The Tale Teller by Anne Hillerman is the twenty-third of the Navajo mysteries and the fifth one by Anne Hillerman. There are three intertwined mysteries: a missing donation, a jewelry thief on the loose, and a murder on a jogging trail.

Joe Leaphorn has been hired to find two missing items from a donation to the Navajo Nation museum. The one of most urgency is a bííł, a woven traditional dress. The missing one purports to have ties to Juanita Manuelito and the Long Walk.

Jim Chee, meanwhile, is chasing down leads in the missing jewelry case. His big clue is a man now living near Canyon de Chelly who recognized a missing bolo for sale at a flea market near Window Rock.

Bernie Manuelito while jogging sees a dog staying close to the edge of the trail. He's barking and acting nervous. Thinking a hiker or jogger has gotten injured, she investigates. Instead she finds the body of a man who has been shot.

The three cases are interconnected. Clues from one lead to clues to another, and so forth. Anne's mysteries are more grounded in the here and now than her father's were, even when dealing with items of historic significance. By this I mean, her treatment of the characters — major and minor — is realistic. They are human beings and even when their lives are grounded in tradition, they aren't superstitious — not like nearly everyone is in Tony's books.

But, like Elizabeth Peter's Vicky Bliss mysteries, the series has been running long enough that one has to accept that it's happening in the "now-now." Peters described the logic behind keeping things in the present, even when it's impossible in her introduction to The Laughter of Dead Kings. (2008)

Peter's series began in 1973 and ran until 2008 — 35 years. The Navajo mysteries started in 1970 with The Blessing Way. That's a forty-nine year run. From the very beginning, Leaphorn was a widower, well established in his career as a detective. Let's assume he's forty in 1970. By now he'd be 89, bare minimum.

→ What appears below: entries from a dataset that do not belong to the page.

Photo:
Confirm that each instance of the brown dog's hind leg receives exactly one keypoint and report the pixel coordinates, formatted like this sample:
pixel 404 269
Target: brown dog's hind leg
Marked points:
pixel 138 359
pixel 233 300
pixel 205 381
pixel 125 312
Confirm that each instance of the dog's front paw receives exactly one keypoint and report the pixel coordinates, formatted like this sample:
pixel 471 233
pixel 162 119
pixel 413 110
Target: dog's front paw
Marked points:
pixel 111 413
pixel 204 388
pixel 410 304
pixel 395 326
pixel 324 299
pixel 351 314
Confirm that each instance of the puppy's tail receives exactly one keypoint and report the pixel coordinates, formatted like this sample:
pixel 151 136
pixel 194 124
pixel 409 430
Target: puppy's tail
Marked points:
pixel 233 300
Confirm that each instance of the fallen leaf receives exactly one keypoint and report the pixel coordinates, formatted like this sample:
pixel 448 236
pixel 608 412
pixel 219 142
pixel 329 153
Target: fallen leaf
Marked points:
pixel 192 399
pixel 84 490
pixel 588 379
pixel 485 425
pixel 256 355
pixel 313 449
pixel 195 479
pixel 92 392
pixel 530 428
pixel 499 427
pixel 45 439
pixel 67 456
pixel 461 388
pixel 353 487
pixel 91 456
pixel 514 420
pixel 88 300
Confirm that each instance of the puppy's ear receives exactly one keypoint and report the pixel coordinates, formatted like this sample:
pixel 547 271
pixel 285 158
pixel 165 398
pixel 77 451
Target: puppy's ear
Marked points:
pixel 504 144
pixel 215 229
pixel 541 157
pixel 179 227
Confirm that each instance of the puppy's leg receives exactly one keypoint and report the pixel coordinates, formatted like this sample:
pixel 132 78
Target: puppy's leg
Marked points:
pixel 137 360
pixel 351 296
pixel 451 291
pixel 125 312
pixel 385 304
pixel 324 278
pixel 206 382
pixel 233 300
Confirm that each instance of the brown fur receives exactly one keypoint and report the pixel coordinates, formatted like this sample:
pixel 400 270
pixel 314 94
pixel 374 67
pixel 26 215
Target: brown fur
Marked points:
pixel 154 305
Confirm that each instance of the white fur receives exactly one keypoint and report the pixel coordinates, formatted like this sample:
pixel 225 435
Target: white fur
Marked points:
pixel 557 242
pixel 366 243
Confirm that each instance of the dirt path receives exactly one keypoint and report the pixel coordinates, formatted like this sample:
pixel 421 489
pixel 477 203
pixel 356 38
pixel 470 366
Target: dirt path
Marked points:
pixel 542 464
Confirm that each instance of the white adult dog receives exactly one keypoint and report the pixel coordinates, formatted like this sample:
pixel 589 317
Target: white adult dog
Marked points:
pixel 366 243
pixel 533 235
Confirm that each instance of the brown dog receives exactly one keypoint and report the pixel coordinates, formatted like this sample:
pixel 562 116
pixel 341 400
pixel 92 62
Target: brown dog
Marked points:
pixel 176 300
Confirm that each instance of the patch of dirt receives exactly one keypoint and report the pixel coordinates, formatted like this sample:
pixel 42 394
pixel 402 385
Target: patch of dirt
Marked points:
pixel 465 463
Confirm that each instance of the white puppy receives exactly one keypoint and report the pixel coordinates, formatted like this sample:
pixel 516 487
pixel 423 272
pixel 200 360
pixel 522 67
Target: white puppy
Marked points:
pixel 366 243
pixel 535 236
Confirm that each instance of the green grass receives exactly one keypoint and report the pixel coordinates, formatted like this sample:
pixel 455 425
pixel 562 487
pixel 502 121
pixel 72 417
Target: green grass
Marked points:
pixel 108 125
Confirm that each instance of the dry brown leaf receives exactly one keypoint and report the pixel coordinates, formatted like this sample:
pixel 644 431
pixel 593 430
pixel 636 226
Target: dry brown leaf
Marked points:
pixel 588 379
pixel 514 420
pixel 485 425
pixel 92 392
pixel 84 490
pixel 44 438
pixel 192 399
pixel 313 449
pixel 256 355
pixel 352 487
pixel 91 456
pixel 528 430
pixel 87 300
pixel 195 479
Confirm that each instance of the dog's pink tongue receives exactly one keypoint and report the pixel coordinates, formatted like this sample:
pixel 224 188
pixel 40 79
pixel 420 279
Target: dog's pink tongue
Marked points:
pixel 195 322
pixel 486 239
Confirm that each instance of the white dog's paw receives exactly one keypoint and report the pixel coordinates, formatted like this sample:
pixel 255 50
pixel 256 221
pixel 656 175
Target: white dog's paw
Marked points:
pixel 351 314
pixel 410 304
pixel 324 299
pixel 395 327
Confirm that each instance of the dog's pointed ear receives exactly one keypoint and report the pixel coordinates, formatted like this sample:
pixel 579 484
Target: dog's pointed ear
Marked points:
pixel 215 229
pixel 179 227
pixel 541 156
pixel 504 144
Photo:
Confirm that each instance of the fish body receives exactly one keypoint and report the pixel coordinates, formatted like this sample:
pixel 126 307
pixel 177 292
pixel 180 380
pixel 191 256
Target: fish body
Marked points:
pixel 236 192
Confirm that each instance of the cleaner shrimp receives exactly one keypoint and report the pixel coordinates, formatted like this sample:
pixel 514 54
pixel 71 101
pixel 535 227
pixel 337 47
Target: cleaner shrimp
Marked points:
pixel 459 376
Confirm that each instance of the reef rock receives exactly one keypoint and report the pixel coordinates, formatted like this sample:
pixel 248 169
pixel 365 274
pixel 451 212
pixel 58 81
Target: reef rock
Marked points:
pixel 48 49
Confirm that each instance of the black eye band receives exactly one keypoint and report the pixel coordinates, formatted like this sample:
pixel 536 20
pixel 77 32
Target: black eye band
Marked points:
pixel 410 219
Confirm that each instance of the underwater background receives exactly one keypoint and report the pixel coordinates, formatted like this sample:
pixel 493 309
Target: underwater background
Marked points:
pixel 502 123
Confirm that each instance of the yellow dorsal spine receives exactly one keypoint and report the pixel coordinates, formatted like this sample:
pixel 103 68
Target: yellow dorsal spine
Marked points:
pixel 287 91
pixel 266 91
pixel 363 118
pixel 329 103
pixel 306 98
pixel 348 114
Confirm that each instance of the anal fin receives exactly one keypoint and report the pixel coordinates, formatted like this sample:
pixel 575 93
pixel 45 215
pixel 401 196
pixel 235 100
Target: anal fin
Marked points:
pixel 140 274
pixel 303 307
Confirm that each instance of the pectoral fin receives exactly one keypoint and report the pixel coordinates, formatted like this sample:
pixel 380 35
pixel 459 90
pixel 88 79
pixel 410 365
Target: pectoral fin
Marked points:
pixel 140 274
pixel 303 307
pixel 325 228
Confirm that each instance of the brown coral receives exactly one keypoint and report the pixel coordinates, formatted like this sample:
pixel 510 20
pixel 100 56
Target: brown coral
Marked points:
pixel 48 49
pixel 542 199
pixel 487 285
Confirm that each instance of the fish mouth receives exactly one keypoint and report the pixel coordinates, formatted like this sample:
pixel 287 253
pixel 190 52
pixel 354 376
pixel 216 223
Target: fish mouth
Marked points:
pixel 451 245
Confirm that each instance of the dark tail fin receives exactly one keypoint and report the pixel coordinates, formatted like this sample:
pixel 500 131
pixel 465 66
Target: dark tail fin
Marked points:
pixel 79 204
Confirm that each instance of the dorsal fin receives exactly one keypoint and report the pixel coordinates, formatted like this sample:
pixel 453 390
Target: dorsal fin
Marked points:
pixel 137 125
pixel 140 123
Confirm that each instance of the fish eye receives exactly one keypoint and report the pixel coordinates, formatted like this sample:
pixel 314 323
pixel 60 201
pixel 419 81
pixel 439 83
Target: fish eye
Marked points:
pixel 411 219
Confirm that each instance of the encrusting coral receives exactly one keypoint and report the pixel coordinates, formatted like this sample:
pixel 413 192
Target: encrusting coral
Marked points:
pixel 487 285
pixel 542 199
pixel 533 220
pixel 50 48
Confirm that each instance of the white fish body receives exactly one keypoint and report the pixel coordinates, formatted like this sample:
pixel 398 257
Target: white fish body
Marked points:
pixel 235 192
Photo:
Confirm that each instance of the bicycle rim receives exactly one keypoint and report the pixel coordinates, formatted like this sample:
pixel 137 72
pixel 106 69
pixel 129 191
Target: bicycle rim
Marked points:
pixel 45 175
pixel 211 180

Jim Chee arrives in Listening Woman (1978) as the rookie. Assuming he's twenty, he'd be sixty-nine now — not the young newly-wed or even middle aged newly-wed he's described as Anne's books.

Of the two, Joe is the closest to what his actual age would be. Jim, sharing the majority of the investigating with his wife, is given the benefit of the doubt, and kept younger than would have to be.

In the long run it doesn't matter that the two are living and working in the now-now. The mysteries are fun and it's a pleasure to see the characters grow and evolve into three dimensional people.